Something similar happened to me on a deep dive everything was fine during descent then during the swim across the deck I took a breath and inhaled a lot of water immediately I tried to clear the reg by purging several times did not work I inhaled a lot of water again thankfully I was with an instructor I was doing my advanced certain she gave me her reg but many theories as to what happened reg was just serviced, they think maybe I was narced and lost seal on my mouthpiece but whatever the cause I'm scared to death to dive again. It felt like I was drowning took me 3 days to cough the water out of my lung
 
I am writing about an accident that my wife recently had with rental equipment. She is a beginner diver with just 16 dives.

We did a buddy check on the boat before jumping in and starting our descent all seemed alright. As we were descending my wife noticed that when she inhaled she was getting mostly air but also some water. She thought maybe some water was getting in from the mouthpiece and continued the descent. At 16 meters the regulators started flooding completely and as she inhaled she got no air - just water. She signalled to me that she was having problems but I could not understand that it was an air related problem. She decided to ascend. Her dive lasted a total of about 5 minutes all descent time.

I have asked different divers what can cause this kind of technical problem with no definitive answers. Some have said that it is a second stage problem, others a first stage (which could possibly mean that also the octopus would malfunction??). Almost certainly I suppose that it is a maintenance related problem which exacerbates itself with increased pressure as the problem was not evident at the surface.

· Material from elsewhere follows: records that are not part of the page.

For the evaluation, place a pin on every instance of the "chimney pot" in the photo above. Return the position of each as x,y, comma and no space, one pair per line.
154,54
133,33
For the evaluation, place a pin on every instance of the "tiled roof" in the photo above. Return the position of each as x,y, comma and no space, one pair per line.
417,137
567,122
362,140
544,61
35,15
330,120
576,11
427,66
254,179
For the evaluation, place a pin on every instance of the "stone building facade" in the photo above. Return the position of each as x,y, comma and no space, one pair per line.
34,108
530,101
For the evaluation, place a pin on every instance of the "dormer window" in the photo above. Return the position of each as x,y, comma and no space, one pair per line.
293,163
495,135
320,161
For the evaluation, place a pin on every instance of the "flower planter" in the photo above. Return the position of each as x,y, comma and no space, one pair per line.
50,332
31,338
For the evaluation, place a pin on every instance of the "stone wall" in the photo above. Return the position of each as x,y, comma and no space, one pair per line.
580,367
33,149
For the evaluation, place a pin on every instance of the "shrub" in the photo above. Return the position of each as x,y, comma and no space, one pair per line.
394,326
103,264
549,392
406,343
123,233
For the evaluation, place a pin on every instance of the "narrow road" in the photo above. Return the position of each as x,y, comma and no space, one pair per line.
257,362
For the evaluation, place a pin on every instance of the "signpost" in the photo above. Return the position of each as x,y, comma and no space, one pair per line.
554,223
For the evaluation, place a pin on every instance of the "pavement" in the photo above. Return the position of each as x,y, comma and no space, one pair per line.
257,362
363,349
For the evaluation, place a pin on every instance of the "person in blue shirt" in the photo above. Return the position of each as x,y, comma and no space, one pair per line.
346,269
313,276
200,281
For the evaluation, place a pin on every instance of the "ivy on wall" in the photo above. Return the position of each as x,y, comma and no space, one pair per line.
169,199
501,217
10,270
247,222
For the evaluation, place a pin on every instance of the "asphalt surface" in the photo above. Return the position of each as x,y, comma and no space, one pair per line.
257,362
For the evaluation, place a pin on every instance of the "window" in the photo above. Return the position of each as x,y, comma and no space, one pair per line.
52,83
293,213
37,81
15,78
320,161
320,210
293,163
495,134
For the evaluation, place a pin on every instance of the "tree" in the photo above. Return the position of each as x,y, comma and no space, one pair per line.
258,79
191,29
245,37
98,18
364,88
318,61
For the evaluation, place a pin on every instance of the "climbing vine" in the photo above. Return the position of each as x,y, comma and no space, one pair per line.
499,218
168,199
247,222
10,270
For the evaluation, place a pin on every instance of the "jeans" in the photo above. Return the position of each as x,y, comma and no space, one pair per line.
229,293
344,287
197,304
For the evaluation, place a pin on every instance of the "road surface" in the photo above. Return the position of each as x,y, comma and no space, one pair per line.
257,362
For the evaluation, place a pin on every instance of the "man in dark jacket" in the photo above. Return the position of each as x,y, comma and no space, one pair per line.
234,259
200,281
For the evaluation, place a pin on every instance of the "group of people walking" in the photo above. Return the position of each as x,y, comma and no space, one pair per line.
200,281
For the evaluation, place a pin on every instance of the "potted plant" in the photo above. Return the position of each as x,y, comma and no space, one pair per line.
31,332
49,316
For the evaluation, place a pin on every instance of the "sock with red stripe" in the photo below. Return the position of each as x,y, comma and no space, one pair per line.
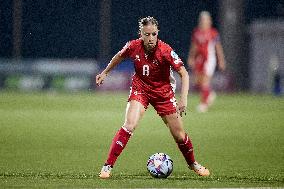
186,149
118,144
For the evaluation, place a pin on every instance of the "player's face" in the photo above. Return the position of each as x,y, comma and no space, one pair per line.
149,35
205,22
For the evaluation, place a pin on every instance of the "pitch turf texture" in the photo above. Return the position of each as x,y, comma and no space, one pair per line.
52,140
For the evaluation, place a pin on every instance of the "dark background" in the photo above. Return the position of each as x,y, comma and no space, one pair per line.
70,29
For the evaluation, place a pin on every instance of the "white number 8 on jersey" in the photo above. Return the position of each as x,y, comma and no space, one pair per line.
146,70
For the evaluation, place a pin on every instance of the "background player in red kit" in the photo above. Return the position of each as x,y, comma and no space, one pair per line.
205,45
153,61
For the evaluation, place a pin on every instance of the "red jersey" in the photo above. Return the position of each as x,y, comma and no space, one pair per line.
205,42
152,71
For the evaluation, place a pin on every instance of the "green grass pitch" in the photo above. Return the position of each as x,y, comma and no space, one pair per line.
50,140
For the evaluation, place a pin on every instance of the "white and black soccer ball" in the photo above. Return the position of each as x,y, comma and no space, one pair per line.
160,165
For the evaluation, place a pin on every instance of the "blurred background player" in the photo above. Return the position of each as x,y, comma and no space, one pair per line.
205,51
153,61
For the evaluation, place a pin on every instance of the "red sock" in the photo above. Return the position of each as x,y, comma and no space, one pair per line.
187,150
205,91
118,144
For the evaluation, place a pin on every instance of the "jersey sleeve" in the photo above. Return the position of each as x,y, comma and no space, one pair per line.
216,36
126,50
173,59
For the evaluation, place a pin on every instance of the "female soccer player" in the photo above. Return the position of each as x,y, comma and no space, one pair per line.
153,61
205,45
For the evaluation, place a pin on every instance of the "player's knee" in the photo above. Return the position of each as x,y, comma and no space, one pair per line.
179,136
130,125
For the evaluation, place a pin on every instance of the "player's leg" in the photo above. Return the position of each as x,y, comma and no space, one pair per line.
207,94
134,112
205,91
174,123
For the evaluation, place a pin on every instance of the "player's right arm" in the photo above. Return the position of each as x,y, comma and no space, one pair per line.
114,62
191,55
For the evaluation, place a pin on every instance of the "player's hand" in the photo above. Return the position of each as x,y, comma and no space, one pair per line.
100,78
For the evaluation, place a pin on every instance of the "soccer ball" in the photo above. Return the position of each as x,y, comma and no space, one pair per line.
160,165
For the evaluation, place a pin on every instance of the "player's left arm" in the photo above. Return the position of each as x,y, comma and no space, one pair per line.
182,104
220,56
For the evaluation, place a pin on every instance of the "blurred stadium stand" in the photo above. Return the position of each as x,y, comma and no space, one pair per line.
57,44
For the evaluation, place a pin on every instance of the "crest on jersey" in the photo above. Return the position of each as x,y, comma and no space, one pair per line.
175,57
137,57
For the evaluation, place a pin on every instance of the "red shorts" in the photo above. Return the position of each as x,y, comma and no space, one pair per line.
163,102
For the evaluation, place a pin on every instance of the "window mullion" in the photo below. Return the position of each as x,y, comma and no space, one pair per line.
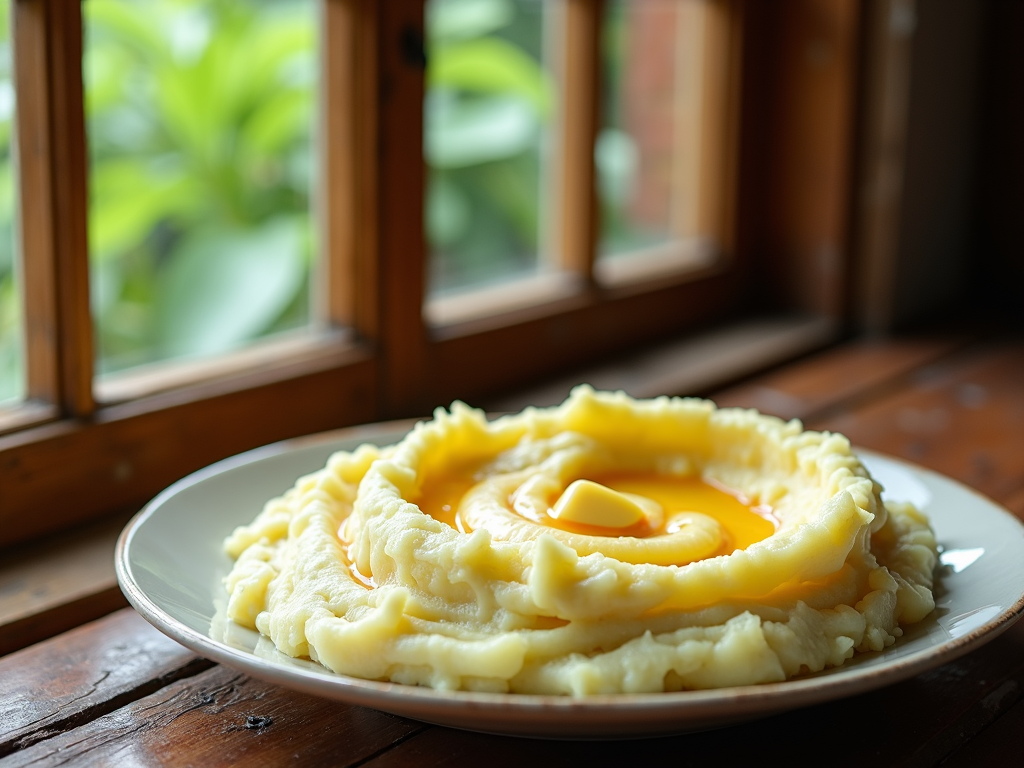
402,247
347,184
580,118
52,169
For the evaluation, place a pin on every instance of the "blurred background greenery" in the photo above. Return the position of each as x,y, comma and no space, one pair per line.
202,151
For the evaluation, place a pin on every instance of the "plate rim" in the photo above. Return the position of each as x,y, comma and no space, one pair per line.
637,714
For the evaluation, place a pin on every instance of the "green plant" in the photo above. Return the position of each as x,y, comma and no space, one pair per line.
488,102
199,120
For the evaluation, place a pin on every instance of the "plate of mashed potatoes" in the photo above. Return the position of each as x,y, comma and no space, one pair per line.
606,567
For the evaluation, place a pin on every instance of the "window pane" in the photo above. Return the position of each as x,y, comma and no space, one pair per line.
488,115
200,116
643,125
11,353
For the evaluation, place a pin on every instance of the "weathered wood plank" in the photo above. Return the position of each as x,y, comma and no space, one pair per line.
963,417
999,743
843,376
59,684
914,723
221,718
51,587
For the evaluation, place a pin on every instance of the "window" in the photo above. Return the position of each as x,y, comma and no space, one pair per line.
407,307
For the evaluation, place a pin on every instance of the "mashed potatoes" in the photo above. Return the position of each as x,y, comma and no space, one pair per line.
605,545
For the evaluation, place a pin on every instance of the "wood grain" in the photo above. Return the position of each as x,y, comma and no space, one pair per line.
913,723
347,182
402,248
578,219
49,588
221,718
797,168
963,417
58,685
839,377
67,472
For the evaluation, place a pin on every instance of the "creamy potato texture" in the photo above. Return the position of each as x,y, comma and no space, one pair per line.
607,545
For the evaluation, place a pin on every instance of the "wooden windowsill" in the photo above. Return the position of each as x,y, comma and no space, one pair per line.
68,580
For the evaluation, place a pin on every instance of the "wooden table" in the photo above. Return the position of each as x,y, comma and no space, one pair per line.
115,691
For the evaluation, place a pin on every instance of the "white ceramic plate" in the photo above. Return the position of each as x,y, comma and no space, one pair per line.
170,565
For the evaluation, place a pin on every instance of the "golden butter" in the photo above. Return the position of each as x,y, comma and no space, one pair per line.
606,545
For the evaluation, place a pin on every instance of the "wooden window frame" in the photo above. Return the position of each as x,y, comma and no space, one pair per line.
75,452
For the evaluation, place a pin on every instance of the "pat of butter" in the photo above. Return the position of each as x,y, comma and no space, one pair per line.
590,503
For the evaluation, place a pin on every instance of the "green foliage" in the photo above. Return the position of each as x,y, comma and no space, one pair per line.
488,103
199,117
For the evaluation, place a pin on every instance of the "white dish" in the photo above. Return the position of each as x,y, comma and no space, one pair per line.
170,565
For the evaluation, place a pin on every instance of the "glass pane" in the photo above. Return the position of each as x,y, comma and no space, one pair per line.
11,353
200,120
487,126
637,153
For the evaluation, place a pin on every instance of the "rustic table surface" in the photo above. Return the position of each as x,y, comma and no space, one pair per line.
115,691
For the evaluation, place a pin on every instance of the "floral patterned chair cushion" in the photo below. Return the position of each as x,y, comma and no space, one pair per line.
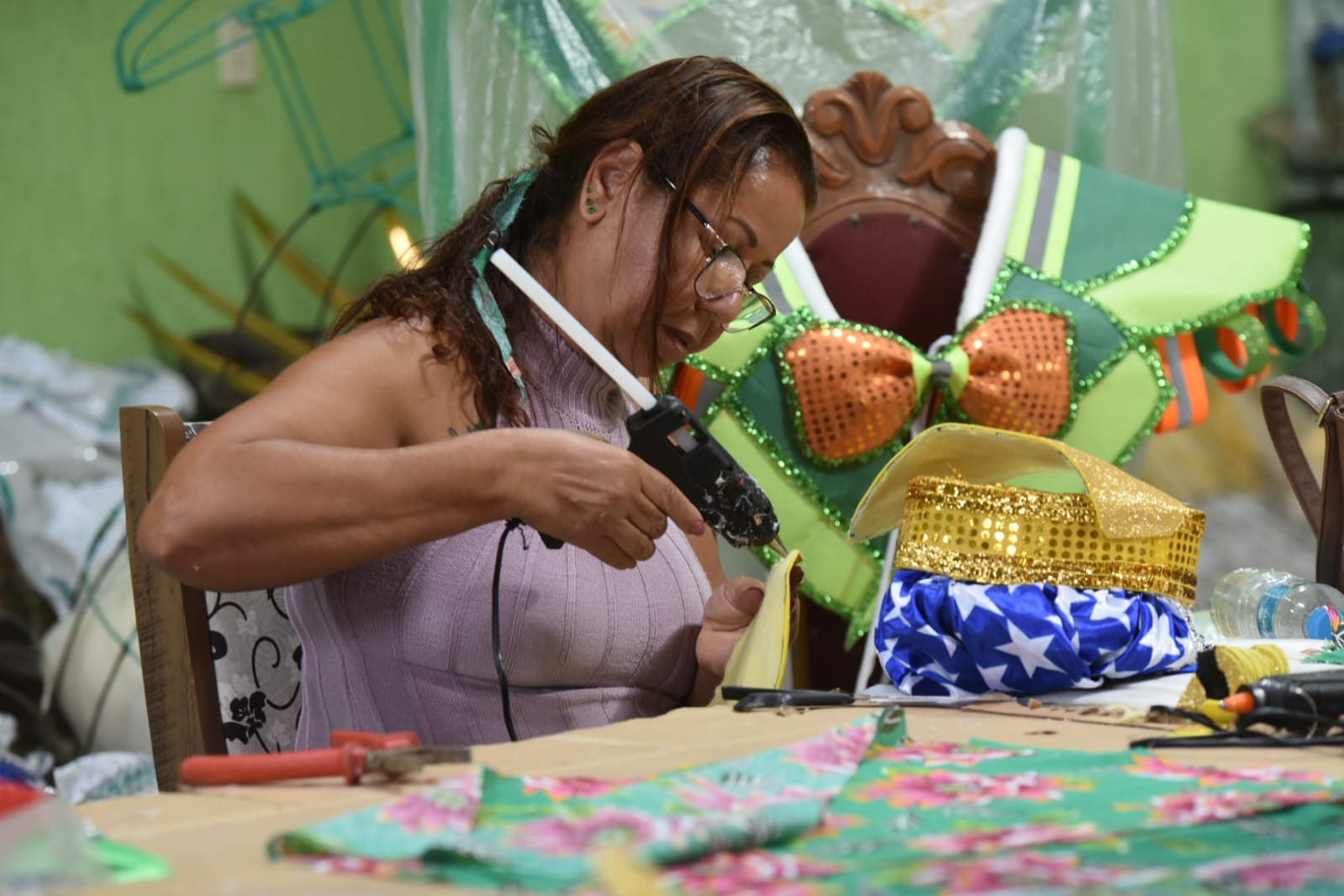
258,661
258,664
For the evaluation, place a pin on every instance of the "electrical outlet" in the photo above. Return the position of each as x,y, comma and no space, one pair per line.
238,63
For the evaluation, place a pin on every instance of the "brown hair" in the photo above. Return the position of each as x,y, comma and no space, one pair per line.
698,120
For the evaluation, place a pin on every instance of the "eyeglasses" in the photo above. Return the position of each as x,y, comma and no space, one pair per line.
725,278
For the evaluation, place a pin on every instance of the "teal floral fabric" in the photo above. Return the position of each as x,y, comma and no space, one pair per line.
862,809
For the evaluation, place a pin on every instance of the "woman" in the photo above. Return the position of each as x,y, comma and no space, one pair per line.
377,473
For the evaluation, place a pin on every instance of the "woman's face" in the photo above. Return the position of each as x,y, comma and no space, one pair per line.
765,217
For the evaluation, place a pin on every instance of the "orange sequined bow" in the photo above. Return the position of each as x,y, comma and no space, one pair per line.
856,390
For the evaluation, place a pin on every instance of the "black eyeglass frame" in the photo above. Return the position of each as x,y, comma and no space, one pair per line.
751,294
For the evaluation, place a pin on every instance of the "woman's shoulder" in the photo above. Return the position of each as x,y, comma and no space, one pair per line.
379,384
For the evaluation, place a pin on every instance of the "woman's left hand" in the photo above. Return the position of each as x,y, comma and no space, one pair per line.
727,614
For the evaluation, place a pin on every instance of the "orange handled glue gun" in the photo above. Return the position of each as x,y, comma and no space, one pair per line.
1294,702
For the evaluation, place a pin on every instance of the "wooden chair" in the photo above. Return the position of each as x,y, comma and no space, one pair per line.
901,203
184,635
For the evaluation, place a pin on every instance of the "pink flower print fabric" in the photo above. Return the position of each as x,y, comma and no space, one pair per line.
863,809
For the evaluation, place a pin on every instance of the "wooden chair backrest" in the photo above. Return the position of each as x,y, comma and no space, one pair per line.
899,208
175,656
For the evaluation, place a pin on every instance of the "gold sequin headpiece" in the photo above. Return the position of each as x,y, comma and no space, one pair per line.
1007,508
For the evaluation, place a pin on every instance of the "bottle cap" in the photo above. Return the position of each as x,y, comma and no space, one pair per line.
1323,622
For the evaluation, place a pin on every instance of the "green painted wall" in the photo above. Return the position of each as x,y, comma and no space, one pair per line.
1229,69
90,177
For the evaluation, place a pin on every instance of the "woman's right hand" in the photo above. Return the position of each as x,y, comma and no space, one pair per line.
596,496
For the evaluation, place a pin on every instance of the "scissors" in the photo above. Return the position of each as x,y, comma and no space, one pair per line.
352,755
749,698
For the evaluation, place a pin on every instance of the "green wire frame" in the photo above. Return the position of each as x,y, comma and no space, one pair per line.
143,62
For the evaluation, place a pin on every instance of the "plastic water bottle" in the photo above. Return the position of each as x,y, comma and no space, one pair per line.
1268,603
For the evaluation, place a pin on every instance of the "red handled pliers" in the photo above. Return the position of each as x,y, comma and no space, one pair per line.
351,755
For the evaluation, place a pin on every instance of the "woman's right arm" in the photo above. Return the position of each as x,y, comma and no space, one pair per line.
365,448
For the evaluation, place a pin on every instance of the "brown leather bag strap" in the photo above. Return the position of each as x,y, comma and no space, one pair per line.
1321,503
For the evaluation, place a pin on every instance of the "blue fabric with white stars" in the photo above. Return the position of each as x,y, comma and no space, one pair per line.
940,635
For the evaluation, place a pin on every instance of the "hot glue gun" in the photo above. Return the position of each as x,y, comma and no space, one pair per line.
667,435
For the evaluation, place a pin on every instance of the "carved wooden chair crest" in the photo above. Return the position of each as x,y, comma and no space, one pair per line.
901,203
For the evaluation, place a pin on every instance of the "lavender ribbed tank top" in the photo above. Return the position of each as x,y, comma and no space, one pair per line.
403,644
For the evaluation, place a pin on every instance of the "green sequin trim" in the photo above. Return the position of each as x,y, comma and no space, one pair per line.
1179,231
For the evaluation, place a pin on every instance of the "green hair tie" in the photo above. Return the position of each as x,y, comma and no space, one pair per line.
503,215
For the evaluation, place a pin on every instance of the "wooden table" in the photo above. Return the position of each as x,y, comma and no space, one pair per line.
215,839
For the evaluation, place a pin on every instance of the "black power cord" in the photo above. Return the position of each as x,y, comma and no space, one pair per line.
495,625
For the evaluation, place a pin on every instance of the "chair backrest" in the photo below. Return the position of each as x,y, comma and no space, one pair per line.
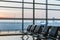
46,30
29,27
33,28
38,29
54,32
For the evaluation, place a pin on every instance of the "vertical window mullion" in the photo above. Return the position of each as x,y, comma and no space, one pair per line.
46,12
33,11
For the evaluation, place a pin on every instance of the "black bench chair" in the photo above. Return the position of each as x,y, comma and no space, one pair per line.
38,29
53,33
29,27
45,33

I would appreciate hearing from anyone who can tell me what can cause this and how it can be prevented.

As a footnote, the dive shop denied that the accident occured and that there were any problems with the regulator (while the divemaster on the boat admitted that rented equipment is often crap). The dive shop simply blamed her for ascending.

Fortunately, considering that she had no air in her lungs the possibility of a lung injury from rapid ascent would be very small and I would think that the chances of getting bent would be relatively low from the first dive of the day, at that depth for that short a time.

What I am most interested in is knowing what can cause a regulator to malfunction in this way. Is it a first or second stage failure?? Is the proper maintenance of the reg. a factor?

Basically, somethings not delivering the air. No way without examining equipment to determine whether the 1st or 2nd stage had failed; result in either case could be no air. Very rare for the newer regs to fail and not deliver air - the design usually results in a free flow state if failure. Did she check air pressure in tank before dive (having a couple hundred psi in tank could result in no air delivery on descent)? Was valve opened fully or maybe just barely turned on?

Couple things concern me in your post: (1) why didn't you understand she had an air problem. A couple of underwater signals, including "out of air" are pretty universal. (2) Why did she make a "rapid ascent"? Did she try the octo and it didn't work, either? If octo worked, she could have made a slow, safe ascent.